EL AMOR AL PRÓJIMO
La Vida empieza a tener sentido, cuando ayudamos a otros a ponerse de pie y a andar.
Cuando respiramos hinchando nuestros pulmones de aire, y notamos que no estamos solos a pesar de estar en el desierto.
Cuando miramos al Cielo y vemos las estrellas que dominan el firmamento, comprendemos que no estamos solos, comprendemos que la vida es mucho más que el simple palpitar de nuestro corazón.

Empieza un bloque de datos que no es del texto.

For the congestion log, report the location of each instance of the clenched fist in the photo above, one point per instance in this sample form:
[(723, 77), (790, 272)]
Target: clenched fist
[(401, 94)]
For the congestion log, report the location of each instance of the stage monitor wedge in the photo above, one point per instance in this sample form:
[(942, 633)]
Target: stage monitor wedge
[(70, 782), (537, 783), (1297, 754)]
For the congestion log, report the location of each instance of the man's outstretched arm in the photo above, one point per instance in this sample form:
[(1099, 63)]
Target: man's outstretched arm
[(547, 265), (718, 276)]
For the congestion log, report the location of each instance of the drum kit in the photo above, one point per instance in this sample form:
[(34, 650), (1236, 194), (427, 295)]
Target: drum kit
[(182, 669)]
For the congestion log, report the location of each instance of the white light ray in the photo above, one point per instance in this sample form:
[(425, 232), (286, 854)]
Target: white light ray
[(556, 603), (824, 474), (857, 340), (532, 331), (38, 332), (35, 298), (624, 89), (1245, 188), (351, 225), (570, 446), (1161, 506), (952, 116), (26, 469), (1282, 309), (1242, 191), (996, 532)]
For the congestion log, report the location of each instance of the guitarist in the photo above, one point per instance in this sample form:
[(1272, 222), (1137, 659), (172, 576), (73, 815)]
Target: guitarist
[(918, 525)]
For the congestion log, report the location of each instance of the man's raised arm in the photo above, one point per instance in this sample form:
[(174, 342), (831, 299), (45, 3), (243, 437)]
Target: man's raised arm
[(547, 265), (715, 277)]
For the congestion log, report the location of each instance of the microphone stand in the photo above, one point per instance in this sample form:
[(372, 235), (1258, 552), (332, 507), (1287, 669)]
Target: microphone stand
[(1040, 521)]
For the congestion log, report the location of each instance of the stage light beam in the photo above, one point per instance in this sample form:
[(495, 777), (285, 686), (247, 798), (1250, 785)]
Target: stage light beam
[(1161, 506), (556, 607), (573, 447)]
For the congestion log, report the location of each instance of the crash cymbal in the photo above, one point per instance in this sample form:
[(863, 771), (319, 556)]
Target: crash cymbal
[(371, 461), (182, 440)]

La vida tiene sentido cuando andamos y no dejamos tras de nosotros amargura. Cuando tras de nosotros, hemos dejado amigos y hermanos. Cuando hemos dejado un grato recuerdo, en tanto aquel que nos ha conocido.
Apoyemos nuestra mano sobre el hombro de aquellos que andan con nosotros, porque si nos sentimos débiles, ellos nos reconfortarán; y si nos sentimos fuertes, andaremos más de prisa.
Si hablamos a los demás, que nuestras palabras sean limpias; pero no hablemos con orgullo, porque hacerlo así, es hablar con falsedad.
Si alimentamos nuestro cuerpo es para que nos sirva; debemos alimentar también nuestro espíritu, para que también nos sirva.
"Cada uno de nosotros agrade a su prójimo en lo que es bueno, para edificación". (Rom. 15, 2).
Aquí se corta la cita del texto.